Scoring Dimensions¶
eigenhelm scores code across five dimensions. Each measures a different aspect of code quality, and together they produce a holistic assessment.
Manifold drift¶
Weight: 0.30 | Source: PCA reconstruction error
Measures how far a file's structural fingerprint sits from the learned code quality manifold. High drift means the code has unusual structural properties not seen in the training corpus.
What drives high drift:
- Unusual AST patterns (deeply nested conditionals, atypical class structures)

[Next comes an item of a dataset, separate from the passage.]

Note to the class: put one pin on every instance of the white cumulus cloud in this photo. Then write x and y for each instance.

- Code that doesn't resemble any category in the training corpus
- Generated code with repetitive boilerplate
Manifold alignment¶
Weight: 0.30 | Source: PCA projection onto quality axes
Measures how well the code aligns with the principal directions of quality variation learned during training. Good alignment means the code varies from the corpus mean in the same directions that high-quality code does.

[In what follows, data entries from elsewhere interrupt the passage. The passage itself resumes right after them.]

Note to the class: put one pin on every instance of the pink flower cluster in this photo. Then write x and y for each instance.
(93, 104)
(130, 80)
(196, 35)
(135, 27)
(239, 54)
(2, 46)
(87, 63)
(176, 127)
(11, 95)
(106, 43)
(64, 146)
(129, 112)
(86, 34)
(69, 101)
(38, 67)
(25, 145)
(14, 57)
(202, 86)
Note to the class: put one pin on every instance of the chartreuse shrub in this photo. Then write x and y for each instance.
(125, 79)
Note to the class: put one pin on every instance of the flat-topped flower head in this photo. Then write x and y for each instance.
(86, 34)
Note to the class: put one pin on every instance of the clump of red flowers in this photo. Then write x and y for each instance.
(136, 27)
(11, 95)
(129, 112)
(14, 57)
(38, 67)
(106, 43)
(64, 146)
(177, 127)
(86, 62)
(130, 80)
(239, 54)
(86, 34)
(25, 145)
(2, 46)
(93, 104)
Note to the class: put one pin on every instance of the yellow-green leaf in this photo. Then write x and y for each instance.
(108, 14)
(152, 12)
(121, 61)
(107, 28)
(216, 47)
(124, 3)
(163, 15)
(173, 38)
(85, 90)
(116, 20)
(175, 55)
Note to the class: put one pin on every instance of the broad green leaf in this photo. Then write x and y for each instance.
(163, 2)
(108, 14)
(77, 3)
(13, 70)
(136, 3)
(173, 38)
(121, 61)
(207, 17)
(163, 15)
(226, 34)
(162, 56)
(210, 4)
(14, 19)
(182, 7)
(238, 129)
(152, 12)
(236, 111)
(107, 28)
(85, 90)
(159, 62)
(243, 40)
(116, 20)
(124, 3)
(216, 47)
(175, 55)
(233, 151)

What drives poor alignment:
- Metric combinations rarely seen in quality code (e.g., high complexity + low vocabulary)
- Structural patterns orthogonal to the quality manifold
Token entropy¶
Weight: 0.15 | Source: Shannon entropy of byte stream
Measures the information density of the source code's byte stream. The normalized score is 1.0 - (entropy / 8.0), where 8.0 bits is the theoretical maximum for byte-level entropy. Lower entropy (more repetitive code) produces a higher score (worse).

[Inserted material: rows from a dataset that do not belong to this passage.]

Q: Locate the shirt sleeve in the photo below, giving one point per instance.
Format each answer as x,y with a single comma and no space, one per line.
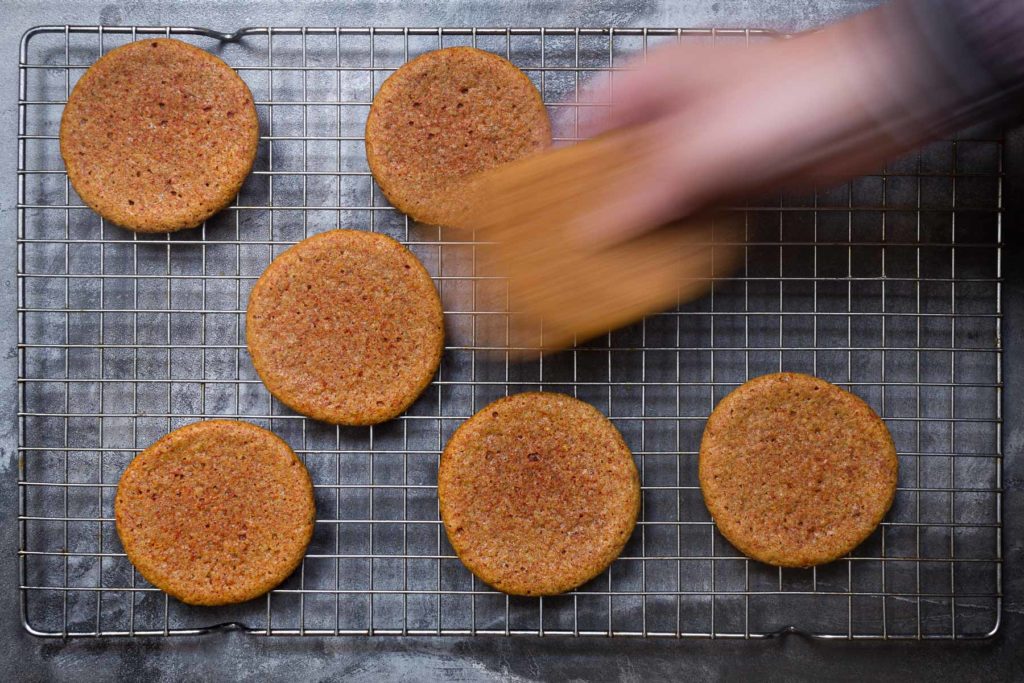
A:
970,56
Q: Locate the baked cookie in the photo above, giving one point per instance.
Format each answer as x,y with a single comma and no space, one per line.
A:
346,327
539,494
443,117
215,512
159,135
796,471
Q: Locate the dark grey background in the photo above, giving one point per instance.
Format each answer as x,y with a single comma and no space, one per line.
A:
236,655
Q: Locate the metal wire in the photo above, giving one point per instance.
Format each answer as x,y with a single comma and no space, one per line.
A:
889,286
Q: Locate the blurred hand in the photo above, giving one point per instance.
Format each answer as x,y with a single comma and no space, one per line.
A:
725,122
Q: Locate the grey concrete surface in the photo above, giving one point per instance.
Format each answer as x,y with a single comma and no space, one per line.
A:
237,655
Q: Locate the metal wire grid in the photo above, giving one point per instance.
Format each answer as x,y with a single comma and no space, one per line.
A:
889,286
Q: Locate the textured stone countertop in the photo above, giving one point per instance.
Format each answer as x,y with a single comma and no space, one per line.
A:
232,655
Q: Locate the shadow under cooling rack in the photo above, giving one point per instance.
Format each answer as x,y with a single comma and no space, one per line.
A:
889,286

This is a monotonic penalty — only low entropy is penalized. High-entropy code scores well on this dimension.
What drives poor entropy scores:
- Highly repetitive code (copy-pasted blocks, boilerplate)
- Files with large amounts of duplicated structure
Compression structure¶
Weight: 0.15 | Source: Birkhoff aesthetic measure
Applies the Birkhoff aesthetic measure — an information-theoretic ratio of order to complexity:
$$M_Z = \frac{N \cdot H - K}{N \cdot H}$$
Where N = raw bytes, H = entropy (bits/byte), K = compressed bytes (zlib).
High values indicate the code has significant redundancy that compression can exploit — often a sign of structural repetition.
Small files
Files under ~80 lines almost always score high on this dimension due to insufficient statistical mass. Directives from compression structure are capped at medium severity for small files.
NCD exemplar distance¶
Weight: 0.10 | Source: Normalized Compression Distance
Measures how similar the code is to the nearest high-quality exemplar stored in the model, using Normalized Compression Distance:
$$NCD(x, y) = \frac{C(xy) - \min(C(x), C(y))}{\max(C(x), C(y))}$$
Low NCD means the code structurally resembles a known good example. High NCD means it's unlike anything in the exemplar set.
Test code dilution¶
When a source file contains both production code and inline test code (e.g., Rust #[cfg(test)] modules, Python class TestFoo blocks), the test code's structural signature can dominate the overall score. Repetitive test assertions, setup/teardown patterns, and boundary enumeration inflate manifold drift and compression metrics — masking genuine improvements to the production code.
eigenhelm detects inline test code and reports a region breakdown alongside the overall score:
myfile.rs
decision: reject
score: 0.72 (p19)
regions:
production (lines 1-80): 0.55 (p55)
test (lines 81-270): 0.82 (p8)
The overall score is unchanged. The region breakdown shows that the production code (0.55) is substantially better than the overall score suggests — the test code (0.82) is pulling it up.
Best practices:
- In languages where tests are in separate files (Go
_test.go, Java conventions), this isn't an issue — each file gets its own score. - For Rust and Python where inline tests are common, use the region breakdown to assess production code quality independently.
- In CI, you can extract the production-only score from JSON output:
jq '.results[0].regions[] | select(.label == "production") | .score'
Currently detected patterns:
| Language | Pattern |
|---|---|
| Rust | #[cfg(test)] mod tests { ... } |
| Python | class Test*, top-level def test_* |
Weight configurations¶
Weights adjust based on available data:
| Scenario | Drift | Alignment | Entropy | Compression | NCD |
|---|---|---|---|---|---|
| Model + exemplars | 0.30 | 0.30 | 0.15 | 0.15 | 0.10 |
| Model only | 0.35 | 0.35 | 0.15 | 0.15 | 0.00 |
| Exemplars only | 0.00 | 0.00 | 0.30 | 0.30 | 0.40 |
| Neither (fallback) | 0.00 | 0.00 | 0.50 | 0.50 | 0.00 |